On comprend que la mort rôde au sein de cette assemble joyeusement macabre. Ce que confirme le titre de cet opus mêlant harmonieusement illustrations et texte. Au fil de ces «Derniers entrechats de la camarde», les mots de Guy Poitry viennent danser avec les images d'Albertine.
Sous la plume de l'essayiste et romancier genevois, la grande faucheuse prend la parole, facétieuse. «Quand une belle s'asseyait à sa toilette, se poudrait le nez, ombrait ses paupières (...) je la laissais se contempler un instant; puis soudain prenais sa place en son miroir. C'était alors de beaux cris, poussés bien haut, et des gestes, ridicules, inconvenants; mais les bris de verre qui gisaient à terre lui renvoyaient encore l’'image de ce qu'elle serait un jour.»
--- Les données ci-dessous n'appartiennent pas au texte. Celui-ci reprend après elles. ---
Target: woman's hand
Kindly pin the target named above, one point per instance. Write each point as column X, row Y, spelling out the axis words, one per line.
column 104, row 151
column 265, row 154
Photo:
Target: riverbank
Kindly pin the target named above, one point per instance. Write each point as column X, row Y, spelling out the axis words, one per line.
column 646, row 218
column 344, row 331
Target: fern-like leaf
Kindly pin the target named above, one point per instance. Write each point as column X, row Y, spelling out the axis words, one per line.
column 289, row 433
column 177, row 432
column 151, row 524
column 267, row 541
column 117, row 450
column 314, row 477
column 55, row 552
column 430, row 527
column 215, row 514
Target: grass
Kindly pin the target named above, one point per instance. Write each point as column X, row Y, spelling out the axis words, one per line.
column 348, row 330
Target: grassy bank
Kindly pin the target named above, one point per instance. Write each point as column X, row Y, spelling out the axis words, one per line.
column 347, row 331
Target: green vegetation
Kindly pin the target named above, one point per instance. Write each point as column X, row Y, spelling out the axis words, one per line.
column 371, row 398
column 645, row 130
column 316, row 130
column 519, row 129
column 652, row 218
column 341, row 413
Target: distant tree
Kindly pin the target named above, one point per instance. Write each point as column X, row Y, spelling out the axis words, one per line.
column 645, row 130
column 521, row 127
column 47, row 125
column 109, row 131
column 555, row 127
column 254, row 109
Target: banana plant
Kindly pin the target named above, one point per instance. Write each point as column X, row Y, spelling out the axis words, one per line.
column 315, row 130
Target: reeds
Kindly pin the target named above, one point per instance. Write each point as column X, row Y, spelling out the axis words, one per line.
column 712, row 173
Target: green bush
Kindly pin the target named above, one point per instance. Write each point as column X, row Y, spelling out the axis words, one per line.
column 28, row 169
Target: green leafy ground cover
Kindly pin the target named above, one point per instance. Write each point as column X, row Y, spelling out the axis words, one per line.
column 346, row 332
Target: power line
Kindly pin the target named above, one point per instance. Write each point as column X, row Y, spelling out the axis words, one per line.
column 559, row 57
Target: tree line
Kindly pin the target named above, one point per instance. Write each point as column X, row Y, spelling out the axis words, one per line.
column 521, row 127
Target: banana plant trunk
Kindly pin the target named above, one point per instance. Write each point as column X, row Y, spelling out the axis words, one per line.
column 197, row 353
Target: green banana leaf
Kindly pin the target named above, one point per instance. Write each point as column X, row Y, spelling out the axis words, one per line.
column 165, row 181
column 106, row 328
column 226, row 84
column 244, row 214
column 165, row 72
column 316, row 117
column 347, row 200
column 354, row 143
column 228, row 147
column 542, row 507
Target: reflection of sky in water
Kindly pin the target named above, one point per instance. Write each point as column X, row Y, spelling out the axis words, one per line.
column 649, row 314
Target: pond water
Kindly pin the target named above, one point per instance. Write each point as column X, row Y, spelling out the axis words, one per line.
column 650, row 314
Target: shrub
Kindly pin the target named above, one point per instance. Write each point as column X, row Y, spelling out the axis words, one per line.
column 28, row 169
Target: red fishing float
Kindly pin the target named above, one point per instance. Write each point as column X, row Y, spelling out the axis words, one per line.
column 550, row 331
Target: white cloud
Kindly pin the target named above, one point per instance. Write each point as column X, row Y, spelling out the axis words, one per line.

Poitry imagine aussi la mort à table, en faiseuse d'ange, en golfeuse ou en lectrice, ayant pignon sur rue mais trouvant à qui parler. Autant de variations, trente-six au total, pour accompagner les tours et détours d’une fossoyeuse qui ne manque pas de souffle. Ni d'élégance. Philippe Muri, Tribune de Genève, 9 juin 2018
«Derniers entrechats de la camarde», Guy Poitry et Albertine. Ed. d'En Bas, 104 p.